その町の最東端、鷹の嘴の様な三角洲の先端に立つと、欧州の大河が合流するさまが良く見える。ゆったりとした流れが運ぶ泥や砂の違いか、二つの川の色は微妙に異なり、下流にゆくに従い、徐々に一体化してゆく。少し気取って言えば、異なる民族同士が交じり合い、ひとつの国家を形成してゆく歴史のひとコマのようでもある。

 

それまで、そんな雄大な景色を見たことのない私は、この川の流れを眺め、「ああ、欧州は大陸、複数国家の集合体なのだ」という思いを強くしたものだ。

 

さて、その後も旅は続き、一路オーストリアへ。貧乏旅行ではあるが、葵の御紋が付いた印篭張りの効力を有するEurail Passのお陰で、国際特急の一等車両に乗り放題!地域住民の方々には、おそらくあまり良い印象を与えなかったに違いない。時は日本の高度成長期。バブル経済のピーク。「ああ、Far Eastから来た小金持ちの観光客ね」と…。

 

ウィーンではお上りさんの行動よろしく、SachertorteとMelangeを堪能。それにしても師走のオーストリアは凍てつくほどの寒さだった。欧州大陸は東にゆくほど気温が下がるのだが、ウィーンは当時、西側諸国のFar East。あまりの寒さに10分と続けて街を歩けず、一日券で乗り放題の路面電車で暖を取り、体が温まったらまた外へ。そして10分後、冷えたらまた乗車…(以下くり返し)。市内を巡回する「Ring-kai-ring」は僕の命の恩人だ(笑)。

 

果たして、楽しい時間は「あっ」という間に過ぎ、成田到着。
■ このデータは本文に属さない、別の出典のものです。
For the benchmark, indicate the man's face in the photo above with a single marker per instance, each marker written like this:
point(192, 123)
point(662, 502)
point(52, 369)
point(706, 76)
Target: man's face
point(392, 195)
今思えば、あの旅が、後に欧州転勤の打診を受ける僕の背中を押してくれたのかもしれない。

 

当時、ドイツ赴任のチャンスを頂いたとき、何の躊躇いもなく手を上げられたこと。そして、奇しくも赴任の時期がクリスマス休暇真っただ中という最悪のタイミングだったこと(笑)。お約束どおり、そんなときに開いている店は中央駅にしかなく、連日連夜、同じ店で同じ具のサンドウィッチを齧っていたことなど、今となってはいい思い出だ。

 

その後、僕に欧州の楽しさ、奥深さを教えてくれた友人は病に臥せってしまい、何となく疎遠になってしまった。

 

暫く会えていないけど、元気にやっているだろう。今度、メールでも送ってみようか。